大股的失禁后尿口又断断续续流出几股水液,椿将他口中的性器一点点抽出,龟头的顶部带出一丝浓稠的白浊,和他嫣红的唇舌拉出一条水液。

        温良这才咳嗽起来,精液早就顺着喉管滑下,半点也咳不出东西。

        椿居高临下地看着他——身穿红色的喜服,仪表堂堂的仙家,嘴巴刚被当做骚穴发泄过,唇边还挂着涎水,被踩逼踩的失禁,坐在一滩尿液中身体抖个不停。

        他心中升起阴暗的,极大的快感。

        好像终于把高高在上的仙家拽入泥潭一般,一同沉沦在黑暗中依偎着他。

        他抱起人走到房间后的巨大水池,温暖的水汽缭绕在眼前,椿除去了两人的衣物,带着他浸入水中。
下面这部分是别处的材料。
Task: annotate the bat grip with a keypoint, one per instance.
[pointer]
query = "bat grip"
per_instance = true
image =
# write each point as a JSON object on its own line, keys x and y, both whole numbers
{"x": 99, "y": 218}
        椿仍记得,当初在山洞中灵泉,这人拥着他轻声在他耳边告白,可惜最后化作了裹了蜜糖的致命毒药,嗜骨嗜命。

        温良接触到温热的水逐渐放松下来不再颤抖。

        他这些日子被情蛊影响得有些重,起初回想跟椿孟浪大胆的性爱还有些不好意思,到了现在已经接受良好了,这几日许是发现不受情蛊影响,温良也十分配合,难得让他清明几天。

        清洗过身体后两人再次回到挂着红绸的喜房,房中安静得只剩两人的呼吸声。